И одну из них я найду в смятении Одинокого, хоть он о нем смолчит и даже намека не выкажет, что растерялся, что в общем-то по-мальчишески ошалел, когда прознал о пожаре и гибели лавочника, потому как лихой его и красивый замысел вдруг жирно обагрился кровью да нагноился уродством страдающей женщины, от которой — я сам это видел — только и осталось, что два пронзительных синих озерца на обгоревшем лице да вечный, в трауре, позор.
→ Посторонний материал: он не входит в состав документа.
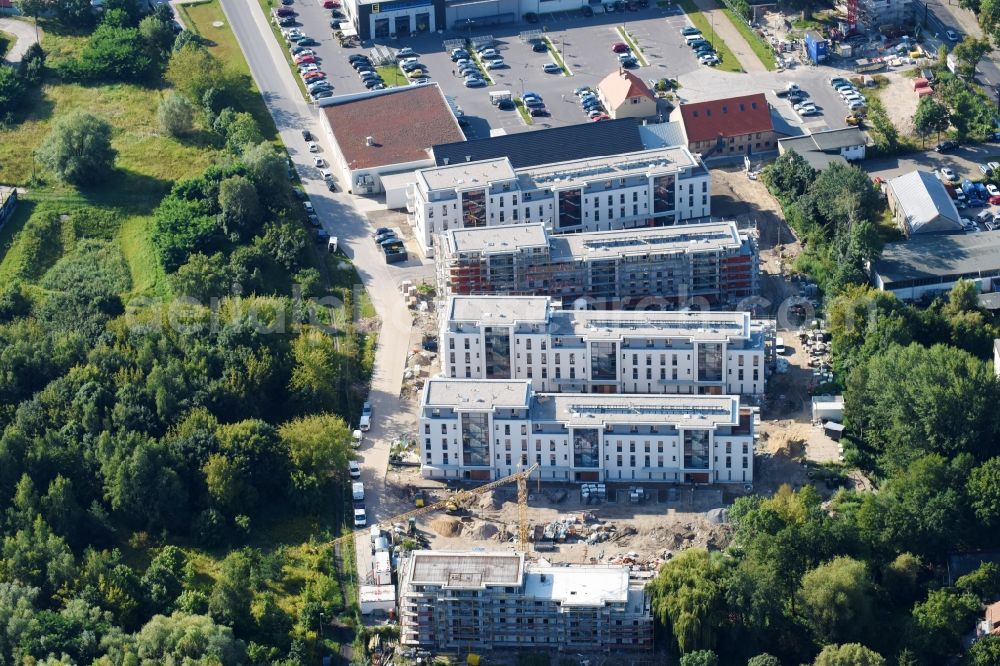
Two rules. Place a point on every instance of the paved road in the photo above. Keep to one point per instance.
(342, 216)
(942, 16)
(26, 35)
(725, 29)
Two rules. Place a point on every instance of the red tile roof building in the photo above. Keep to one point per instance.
(388, 131)
(731, 126)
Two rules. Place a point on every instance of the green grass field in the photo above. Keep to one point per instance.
(729, 61)
(392, 75)
(757, 45)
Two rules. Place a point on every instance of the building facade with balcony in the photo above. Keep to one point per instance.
(482, 429)
(610, 351)
(462, 601)
(638, 189)
(690, 265)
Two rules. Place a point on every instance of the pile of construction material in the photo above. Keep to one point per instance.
(593, 493)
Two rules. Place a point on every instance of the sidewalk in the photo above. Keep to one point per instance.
(24, 32)
(725, 29)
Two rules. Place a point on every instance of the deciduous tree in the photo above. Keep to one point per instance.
(78, 148)
(835, 600)
(930, 117)
(175, 114)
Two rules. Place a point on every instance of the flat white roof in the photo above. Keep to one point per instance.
(613, 324)
(476, 394)
(465, 569)
(577, 585)
(377, 593)
(598, 324)
(594, 409)
(574, 173)
(505, 238)
(710, 236)
(493, 310)
(467, 175)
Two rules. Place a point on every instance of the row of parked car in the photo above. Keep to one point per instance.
(703, 49)
(591, 104)
(469, 69)
(363, 65)
(849, 93)
(625, 56)
(534, 103)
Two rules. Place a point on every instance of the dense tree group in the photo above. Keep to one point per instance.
(833, 212)
(150, 445)
(858, 579)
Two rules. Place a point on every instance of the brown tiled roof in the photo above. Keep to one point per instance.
(623, 85)
(404, 123)
(733, 116)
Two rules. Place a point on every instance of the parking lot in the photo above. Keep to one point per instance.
(584, 44)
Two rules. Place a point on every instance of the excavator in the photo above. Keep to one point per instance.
(454, 503)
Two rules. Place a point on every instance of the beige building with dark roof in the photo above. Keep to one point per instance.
(390, 131)
(625, 95)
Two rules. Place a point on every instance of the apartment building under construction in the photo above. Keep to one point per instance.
(477, 600)
(696, 264)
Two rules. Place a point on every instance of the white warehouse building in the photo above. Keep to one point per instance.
(602, 351)
(637, 189)
(481, 429)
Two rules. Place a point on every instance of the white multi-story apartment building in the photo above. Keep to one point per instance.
(482, 429)
(603, 351)
(492, 600)
(638, 189)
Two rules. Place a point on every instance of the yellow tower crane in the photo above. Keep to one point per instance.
(456, 500)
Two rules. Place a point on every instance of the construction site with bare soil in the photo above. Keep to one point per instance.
(639, 525)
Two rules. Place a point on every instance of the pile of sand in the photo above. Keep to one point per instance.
(446, 527)
(485, 531)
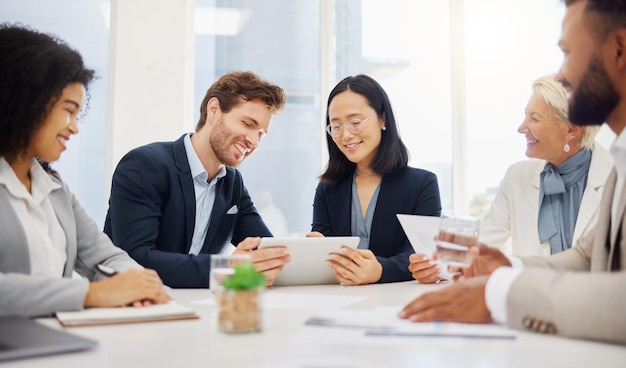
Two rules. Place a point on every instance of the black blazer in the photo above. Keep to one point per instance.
(152, 212)
(407, 191)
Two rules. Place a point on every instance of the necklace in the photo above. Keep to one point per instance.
(361, 174)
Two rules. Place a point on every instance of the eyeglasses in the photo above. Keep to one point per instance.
(354, 127)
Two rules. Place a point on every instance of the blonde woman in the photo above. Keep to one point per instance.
(546, 203)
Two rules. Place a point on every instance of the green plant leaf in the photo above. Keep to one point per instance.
(245, 278)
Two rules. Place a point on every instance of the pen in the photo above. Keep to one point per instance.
(105, 270)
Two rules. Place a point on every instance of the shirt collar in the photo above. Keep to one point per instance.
(618, 151)
(42, 182)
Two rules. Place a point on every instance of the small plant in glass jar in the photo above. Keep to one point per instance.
(240, 300)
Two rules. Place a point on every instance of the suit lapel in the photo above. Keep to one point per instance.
(186, 185)
(219, 209)
(614, 224)
(616, 232)
(65, 216)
И, конечно, Одинокому крепко сделалось не по себе, ведь он впервые столкнулся с предостережением, а что такое судьба — прежде особо и не задумывался, полагал, что для него она уже себя исчерпала, уже выдохлась — тогда еще, когда сгубила девчонку, влюбила его в ее тень и спьяну заставила покорять убивший ее утес. Он думал, что с судьбой уже рассчитался, и в подтверждение спалил в доме лавочника проданную картину. А потом он снова сделался свободным — и даже еще свободнее, чем когда украл ворованного коня или когда спугнул незаряженным ружьем вернувшегося за ним отцова брата, чтобы навесить затем новую цепь над очагом и оживить его чистым огнем. Он сделался еще свободнее, потому что потерял — и уже навсегда — все, кроме заматеревшего в беспробудной тоске одиночества.